A blog dedicated to the world of broadcast and public relations
Friday, March 14, 2014
A PR Case Study: Red Bull Stratos
by Kiley Skene
In 2005, one of the most successful PR stunts began. Red Bull and Austrian skydiver and base jumper Felix Baumgartner began groundwork for a stratospheric freefall planned to exceed human limits. Then, seven years later, on October 14, 2012, Baumgartner rose to 128,000 feet in a stratospheric balloon and completed a freefall jump that had him rushing towards Earth at supersonic speeds before parachuting safely to the ground.

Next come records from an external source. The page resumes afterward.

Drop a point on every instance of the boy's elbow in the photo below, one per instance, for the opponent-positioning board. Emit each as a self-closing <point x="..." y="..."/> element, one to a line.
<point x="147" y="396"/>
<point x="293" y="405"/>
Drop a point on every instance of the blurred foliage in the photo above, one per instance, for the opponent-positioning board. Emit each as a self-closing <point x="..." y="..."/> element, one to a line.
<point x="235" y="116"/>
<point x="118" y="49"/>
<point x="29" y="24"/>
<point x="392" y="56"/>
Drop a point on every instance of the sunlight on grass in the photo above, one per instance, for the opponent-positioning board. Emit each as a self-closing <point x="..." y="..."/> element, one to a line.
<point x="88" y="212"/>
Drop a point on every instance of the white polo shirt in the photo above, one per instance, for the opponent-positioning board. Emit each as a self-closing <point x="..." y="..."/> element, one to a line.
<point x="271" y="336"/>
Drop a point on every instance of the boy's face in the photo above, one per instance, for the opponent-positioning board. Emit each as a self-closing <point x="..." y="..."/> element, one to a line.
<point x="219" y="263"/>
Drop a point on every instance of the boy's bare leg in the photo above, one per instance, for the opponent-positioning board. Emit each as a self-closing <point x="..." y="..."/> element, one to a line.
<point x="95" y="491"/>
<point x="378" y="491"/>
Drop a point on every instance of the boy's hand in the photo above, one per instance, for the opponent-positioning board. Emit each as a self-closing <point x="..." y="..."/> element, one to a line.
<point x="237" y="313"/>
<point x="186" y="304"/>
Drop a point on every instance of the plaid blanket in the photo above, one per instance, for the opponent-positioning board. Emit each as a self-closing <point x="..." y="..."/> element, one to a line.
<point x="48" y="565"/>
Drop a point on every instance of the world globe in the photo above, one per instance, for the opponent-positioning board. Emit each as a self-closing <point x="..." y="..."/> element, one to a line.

This was incredible, to say the least. He had become the first human to break the sound barrier in a freefall, while creating additional world records. Felix’s feat holds the potential to provide valuable medical and scientific research data for space travel. But why was this jump so important in the world of PR?
One of the most successful brands when it comes to organizational PR stunts is without a doubt Red Bull. For decades they have been creating out of the ordinary, extreme stunts, all while positioning themselves as a brand that “gives you wings.” Instead of the actual flavor of the drink, they chose to focus on the ideals that their drink offers to consumers.
Why did this work so well for Red Bull?
They were brave and aimed high. Stratos was an extremely bold project to take on. Ambitious campaigns can be created for any company, even without massive funds.
“Red Bull has hopefully inspired marketers to demand more from ourselves. Sure, not all companies have the budget to send a man into space, but everyone has the capacity to set themselves a higher standard and not just settle for a mediocre concept,” says We Are Social Global MD, Robin Grant.
They were dedicated to their idea. Red Bull never once wavered from the mission. Even when they were faced with doubt and some slight setbacks, they continued on.
“Stratos demonstrated commitment on an unprecedented scale,” said Grant. “It showed determination and dedication to the idea, even when it didn’t look like it would happen,” adds Taylor Herring Co-Founder, James Herring.
They had a captivating story. All issues that were encountered along the way were used to Red Bull’s advantage. This was done by sharing their experiences along the way with their audience.
“Transparency and honesty are key in modern communications. The reason the Red Bull story was so compelling was because it was so dramatic, and let’s face it, there were many times it looked like it wouldn’t happen… Red Bull had the guts to show it,” said Absolute Radio Communications Director Cat Macdonald.
They brought something of worth. The emphasis during the mission was on the scientific and medical records that could be acquired through the jump. Red Bull provided data that may lead to advancements in space travel in the future.
“It wasn’t just about a quick stunt or clever creative. Red Bull offered something of real value by championing the more “serious” scientific side of Stratos, as well as the extreme sports element. By doing this, Red Bull created a campaign that even captured the imagination of PR cynics,” commented Grant.
They tried a new type of media. Red Bull’s decision to broadcast the jump through a live stream on YouTube was groundbreaking. It was a complete game changer. They realized that YouTube is a perfect channel to target its core audience and they went with it.
“It was the first time we saw a groundbreaking and creative use of YouTube in PR. People usually believe TV is the place where big moments happen,” said Herring.
What was the result?
Sponsoring Felix Baumgartner’s record-breaking jump provided Red Bull with massive global exposure as well as public approval. Red Bull achieved thousands of followers and fans on various social media networks. There were over three million tweets and it was the most talked about topic for days. This buzz created amazing engagement opportunities for the brand.
The campaign not only spread throughout social media, but also received remarkable mainstream media coverage internationally, making the front pages of numerous leading publications. It generated loads of publicity, not only because it was an extreme challenge, but because they were willing to invest in improving society. Like Jonas Feliciana, beverage industry analyst at Euromonitor International, said, “This is taking it to a whole new level. It has turned a PR event into a news event.”